(Courtesy of Azavea)
Ah, summer; a distant dream, all but smothered by the drear of a bitter winter hellscape. Or is it?
Azavea wants nonprofits nationwide to know warm weather is right on the horizon.
The Callowhill-based mapping firm is now accepting applications for it’s Summer of Maps fellowship program. U.S.-based nonprofit organizations eager to foster the skills of local student GIS analysts are encouraged to apply for consideration (and get a little something in return).
Here’s how it works: Azavea (which recently helped the city pinpoint major bike-theft locations) offers a $5,000 stipend to a handful of local civic-minded GIS students. The students are then paired with two separate nonprofits in need of spatial analysis and data visualization. From June to July, the fellows work with their Azavea mentors to implement mapping projects for both of their “clients” — at no cost to the organization.

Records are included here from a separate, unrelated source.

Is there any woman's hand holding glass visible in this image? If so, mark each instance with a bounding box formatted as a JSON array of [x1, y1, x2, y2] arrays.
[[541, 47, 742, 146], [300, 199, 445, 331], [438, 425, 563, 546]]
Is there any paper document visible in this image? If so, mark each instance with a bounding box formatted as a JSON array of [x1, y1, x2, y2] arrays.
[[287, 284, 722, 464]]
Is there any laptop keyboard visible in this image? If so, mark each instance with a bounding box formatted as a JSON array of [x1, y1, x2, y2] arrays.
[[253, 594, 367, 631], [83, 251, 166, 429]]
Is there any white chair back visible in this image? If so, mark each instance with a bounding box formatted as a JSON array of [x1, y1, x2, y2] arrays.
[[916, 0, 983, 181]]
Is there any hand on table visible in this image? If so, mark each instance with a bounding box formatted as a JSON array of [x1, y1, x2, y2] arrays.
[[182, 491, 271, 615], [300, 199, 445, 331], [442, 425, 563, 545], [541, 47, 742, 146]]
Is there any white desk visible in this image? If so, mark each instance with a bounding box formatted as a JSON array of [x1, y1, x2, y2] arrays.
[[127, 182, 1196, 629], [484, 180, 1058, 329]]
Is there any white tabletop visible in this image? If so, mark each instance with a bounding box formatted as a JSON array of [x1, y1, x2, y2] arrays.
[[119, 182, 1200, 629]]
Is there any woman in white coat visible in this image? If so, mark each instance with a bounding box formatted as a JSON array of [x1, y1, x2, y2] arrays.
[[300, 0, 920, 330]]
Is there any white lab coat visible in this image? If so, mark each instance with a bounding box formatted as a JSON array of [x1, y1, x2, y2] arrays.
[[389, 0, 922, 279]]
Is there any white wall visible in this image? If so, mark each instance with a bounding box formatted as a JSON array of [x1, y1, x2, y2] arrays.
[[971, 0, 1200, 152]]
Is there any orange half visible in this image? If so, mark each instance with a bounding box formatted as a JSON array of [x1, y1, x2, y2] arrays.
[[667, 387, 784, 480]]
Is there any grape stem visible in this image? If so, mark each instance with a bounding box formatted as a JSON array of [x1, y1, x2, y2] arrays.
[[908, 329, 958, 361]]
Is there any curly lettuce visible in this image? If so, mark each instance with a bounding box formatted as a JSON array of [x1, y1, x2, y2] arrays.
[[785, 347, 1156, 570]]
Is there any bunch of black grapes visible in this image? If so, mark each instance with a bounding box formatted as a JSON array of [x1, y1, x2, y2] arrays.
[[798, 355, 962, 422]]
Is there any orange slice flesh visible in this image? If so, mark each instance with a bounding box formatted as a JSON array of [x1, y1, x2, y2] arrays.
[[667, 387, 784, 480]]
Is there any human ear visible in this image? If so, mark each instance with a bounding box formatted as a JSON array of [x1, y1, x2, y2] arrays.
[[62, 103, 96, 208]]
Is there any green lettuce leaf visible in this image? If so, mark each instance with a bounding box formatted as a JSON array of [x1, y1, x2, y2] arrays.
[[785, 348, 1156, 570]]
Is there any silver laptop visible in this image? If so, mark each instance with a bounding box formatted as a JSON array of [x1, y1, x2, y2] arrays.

Last year’s program targeted the needs of six nonprofits by enlisting the services of three students from Colgate, Penn and Clark University. “The results of these projects have enabled these organizations to make strong cases in favor of the causes for which they advocate or enabled them to make strategic decisions to service the communities they serve,” writes Azavea VP Rachel Cheetham-Richard via email.
Still not convinced? Two years ago, Philadelphia City Council and the William Penn Foundation were so impressed with a fellow’s map created for Delaware Valley Association for the Education of Young Children, they awarded the nonprofit with a combined $1M in new funding.
According to Cheetham-Richard, selected nonprofits will receive the following pro bono services from student GIS analysts and their mentors:
- Existing data will be geographically analyzed and visualized in new ways
- That data will be combined with other demographic and geographic data
- Data will be used to generate high quality maps and visualizations
To be considered, organizations that would like to receive these services must apply by Sunday, Feb. 8.